Nate is six-going-on-seven and let’s just say, he pretty much floats through life. Maybe it’s a youngest kid thing?
He’s never entirely sure where he is in time and space. Most mornings he asks, “Is it a school day?” He still references things that happened months or years in the past as “yesterday.” Most things he’s looking forward to are optimistically “tomorrow.” There’s a lot of asking, “The tomorrow after tomorrow?” Minutes and hours and weeks are essentially decades and eons and millennia respectively. He requests things like going to Granddad’s or going to Pennsylvania on a weekend afternoon.
So James has us focusing Nate on life skills.
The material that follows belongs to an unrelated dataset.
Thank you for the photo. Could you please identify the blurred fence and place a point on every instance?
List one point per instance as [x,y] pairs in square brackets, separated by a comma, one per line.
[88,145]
There’s a lot of emphasis on clocks and calendars and being aware of the body language and emotions of those around you. His questions are generally answered with questions. The kind of questions meant to promote critical thinking, thinly veiled by just a smidge of eldest child snoot. Poor kid is outnumbered by a bunch of bossy first-borns.
Today we were discussing finishing up our Christmas shopping— we’ve had a plan to split-up the boys and let them pick something out for each other. James lays-out two options: get our lists crossed off today, or wait until next weekend.
Nate votes for before Christmas.
We explain that both options qualify.
So then he chooses next weekend, because that’s closer to Christmas than today.
I try to explain to him that it’s better to get your Christmas shopping done early, rather than waiting to the last minute. Procrastination is not a Fucillo family core value.
A beat… “Why?”
Looks like 2018 will also be about life skills.